И Почечуев от предложения отказался. Он весело вышел на пенсию, так как устал от бухгалтерской цифири, от женского общества, устал быть чужим коллективу.
А как только вышел на пенсию, с удовольствием начал совершать оздоровительные прогулки по городу. Чаще всего с Петроградской стороны пробирался он на Васильевский остров, к Соловьевскому садику, где усаживался на скамью и поджидал, легкий на помине, балтийский дождичек, с удовольствием поджидал, как лучшего друга, с которым, не торопясь, можно выкурить папироску и всласть побеседовать, не раскрывая при этом рта.

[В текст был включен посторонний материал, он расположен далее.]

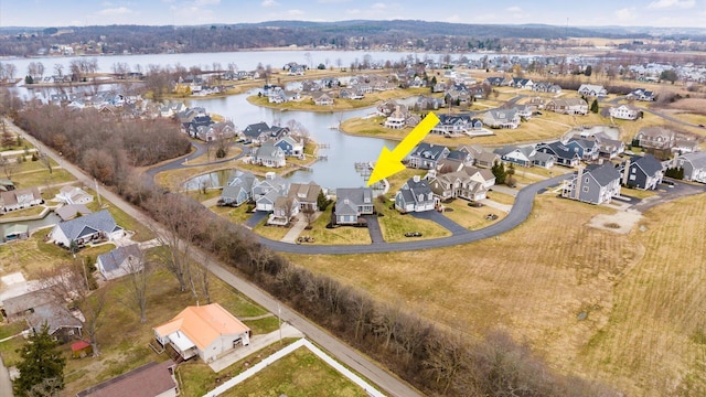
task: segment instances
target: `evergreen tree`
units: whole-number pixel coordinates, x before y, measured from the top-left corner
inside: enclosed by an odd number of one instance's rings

Одеваться Почечуев умудрялся во все импортное, хотя дешевенькое, но обязательно заграничное, «потустороннее»: слабость в его возрасте труднообъяснимая. Приобретал носильные вещи в Гостином дворе. То сереньким германским костюмчиком разживется, то чешскую шляпу спроворит, а нынешней весной достоялся в очереди (два раза валидол принимал) до натурально японского плаща с иероглифами на бирке — рукава-реглан, и влаги не пропускает ни снаружи, ни изнутри.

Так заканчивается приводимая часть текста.